Like lingering petrichor or damp earth, Meg Webster’s sculptures envelop the senses—hardly surprising, as they emerge from “soil, sand, and salt,” in the words of the DIA Art Foundation, a longtime guardian of her work. For years, visitors have been invited to step around and into the shadow of her earthworks, installed as mounds and pillars along the gallery floor.
Starting March 19, those encounters will be bottled and available year-round, thanks to a collaboration between Webster, DIA, and Comme des Garçons, which has produced the artist’s first signature perfume. According to a sample sent to the ARTnews office, the scent is gender-neutral, woodsy, and slow-suffusing—with a late spark of musk, like a fallen branch underfoot, cracking the stillness. The fragrance is housed in a polished silver tetrahedral (a triangular pyramid) box, a form familiar from Webster’s visual vocabulary.
“I make sculptural works with natural materials, formed into primary geometric shapes meant to be directly perceived by the body. The making should be visible,” Webster told ARTnews. “The perfume we created with DIA strives to be a primary fragrance—like the air after a spring rain or a walk in the deep forest.”
Polished Tetrahedron for Sometimes Containing Water
Collectors of the Japanese fashion label Comme des Garçons, founded by Rei Kawakubo in 1969, know it for striking, geometric constructions—sometimes composed of boldly clashing fragments, each piece apparently paused in motion. In recent years, the label has forayed into arts and culture, previously crafting perfumes in collaboration with the Serpentine Galleries and Tracey Emin (“fresh, light, yet deceivingly complex”); the lifestyle publication Monocle; and the renowned composer Max Richter, whose scent evoked, among more, graphite, piano soundboard, cedar, and violin.

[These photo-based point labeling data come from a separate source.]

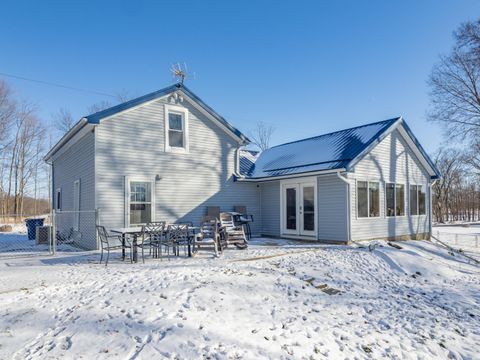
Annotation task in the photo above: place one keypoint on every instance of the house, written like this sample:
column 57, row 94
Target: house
column 168, row 155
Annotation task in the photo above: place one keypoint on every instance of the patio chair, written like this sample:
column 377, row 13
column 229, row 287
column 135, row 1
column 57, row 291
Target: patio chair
column 235, row 235
column 213, row 211
column 244, row 219
column 151, row 238
column 209, row 236
column 110, row 242
column 179, row 236
column 153, row 233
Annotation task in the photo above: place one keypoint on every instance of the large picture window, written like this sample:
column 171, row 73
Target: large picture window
column 417, row 199
column 395, row 199
column 368, row 199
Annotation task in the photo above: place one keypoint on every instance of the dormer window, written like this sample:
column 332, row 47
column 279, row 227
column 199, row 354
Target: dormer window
column 176, row 129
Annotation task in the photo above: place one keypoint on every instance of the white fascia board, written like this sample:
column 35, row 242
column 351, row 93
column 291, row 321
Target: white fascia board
column 293, row 176
column 70, row 142
column 416, row 151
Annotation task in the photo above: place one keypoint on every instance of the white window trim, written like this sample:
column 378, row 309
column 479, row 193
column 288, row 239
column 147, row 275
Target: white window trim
column 368, row 200
column 129, row 179
column 395, row 199
column 418, row 200
column 184, row 111
column 58, row 191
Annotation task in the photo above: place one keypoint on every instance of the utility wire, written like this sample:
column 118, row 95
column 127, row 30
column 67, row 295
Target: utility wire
column 57, row 85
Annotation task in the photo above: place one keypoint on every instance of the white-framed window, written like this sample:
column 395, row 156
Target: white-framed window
column 58, row 199
column 417, row 200
column 176, row 129
column 368, row 199
column 140, row 201
column 394, row 199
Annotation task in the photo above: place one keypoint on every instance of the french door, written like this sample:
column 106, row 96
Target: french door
column 299, row 208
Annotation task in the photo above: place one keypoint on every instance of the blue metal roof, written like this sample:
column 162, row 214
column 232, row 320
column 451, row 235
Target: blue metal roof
column 331, row 151
column 96, row 117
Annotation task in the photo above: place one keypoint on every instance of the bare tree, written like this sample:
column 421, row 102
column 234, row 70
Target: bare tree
column 261, row 135
column 63, row 120
column 455, row 85
column 472, row 157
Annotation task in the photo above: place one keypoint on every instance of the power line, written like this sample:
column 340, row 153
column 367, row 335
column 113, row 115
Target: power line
column 57, row 85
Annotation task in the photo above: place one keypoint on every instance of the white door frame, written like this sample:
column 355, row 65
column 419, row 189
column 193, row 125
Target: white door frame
column 298, row 183
column 76, row 204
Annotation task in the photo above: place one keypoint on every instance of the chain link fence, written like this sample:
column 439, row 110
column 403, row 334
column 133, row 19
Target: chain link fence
column 465, row 242
column 15, row 239
column 28, row 235
column 75, row 229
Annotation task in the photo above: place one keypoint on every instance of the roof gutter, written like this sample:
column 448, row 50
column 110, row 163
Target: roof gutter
column 289, row 176
column 347, row 206
column 78, row 126
column 430, row 203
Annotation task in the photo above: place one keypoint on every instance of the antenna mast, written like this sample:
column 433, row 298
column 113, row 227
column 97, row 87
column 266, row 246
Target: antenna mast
column 180, row 72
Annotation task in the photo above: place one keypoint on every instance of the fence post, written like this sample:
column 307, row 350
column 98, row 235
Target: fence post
column 97, row 222
column 54, row 232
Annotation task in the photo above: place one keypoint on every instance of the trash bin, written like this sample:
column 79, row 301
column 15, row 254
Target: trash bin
column 32, row 227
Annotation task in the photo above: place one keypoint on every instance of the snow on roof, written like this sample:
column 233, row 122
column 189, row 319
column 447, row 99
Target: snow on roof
column 325, row 152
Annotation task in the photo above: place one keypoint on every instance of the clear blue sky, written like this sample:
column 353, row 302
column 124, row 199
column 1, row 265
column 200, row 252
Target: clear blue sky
column 305, row 67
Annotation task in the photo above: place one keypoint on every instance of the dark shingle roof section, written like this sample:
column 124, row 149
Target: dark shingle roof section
column 324, row 152
column 96, row 117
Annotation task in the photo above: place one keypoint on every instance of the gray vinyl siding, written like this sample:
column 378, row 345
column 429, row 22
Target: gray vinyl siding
column 132, row 144
column 392, row 160
column 77, row 163
column 332, row 208
column 270, row 203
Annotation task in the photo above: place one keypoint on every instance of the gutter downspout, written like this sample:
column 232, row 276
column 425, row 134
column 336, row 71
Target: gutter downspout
column 430, row 210
column 236, row 172
column 349, row 225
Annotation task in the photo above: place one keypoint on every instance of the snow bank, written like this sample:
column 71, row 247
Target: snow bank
column 292, row 301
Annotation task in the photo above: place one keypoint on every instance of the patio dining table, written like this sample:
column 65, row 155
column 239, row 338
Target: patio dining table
column 133, row 231
column 136, row 231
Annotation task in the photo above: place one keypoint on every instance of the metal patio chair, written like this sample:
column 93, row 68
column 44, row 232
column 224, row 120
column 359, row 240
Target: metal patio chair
column 234, row 234
column 244, row 219
column 110, row 242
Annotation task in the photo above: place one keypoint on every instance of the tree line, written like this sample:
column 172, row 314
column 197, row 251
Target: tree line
column 22, row 145
column 455, row 105
column 24, row 141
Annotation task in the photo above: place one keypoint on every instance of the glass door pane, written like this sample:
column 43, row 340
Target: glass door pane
column 291, row 208
column 308, row 208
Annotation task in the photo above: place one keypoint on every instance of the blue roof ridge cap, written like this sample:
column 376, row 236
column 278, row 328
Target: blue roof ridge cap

To mark its collaboration with Webster, Comme des Garçons has installed a work by the artist at their West 22nd Street store in Manhattan, across from DIA’s Chelsea branch. Aptly titled Copper Containing Salt II (2017), the piece features a single sheet of copper curled into a cylinder and filled to the brim with coarse rock salt. The two seemingly disparate materials make a sleek, symbiotic form: The salt relies on the copper for shape, while the copper acquires a tender purpose in cradling the salt. Another salt cylinder by Webster is on view at DIA Beacon, uniting the two spaces through explorations of void, volume, and elemental materials.
Paula Cooper, Webster’s representative, told ARTnews that “Copper Containing Salt II is an exemplary sculpture from Webster’s celebrated body of work, which is founded on shaping natural materials into simple geometric forms.”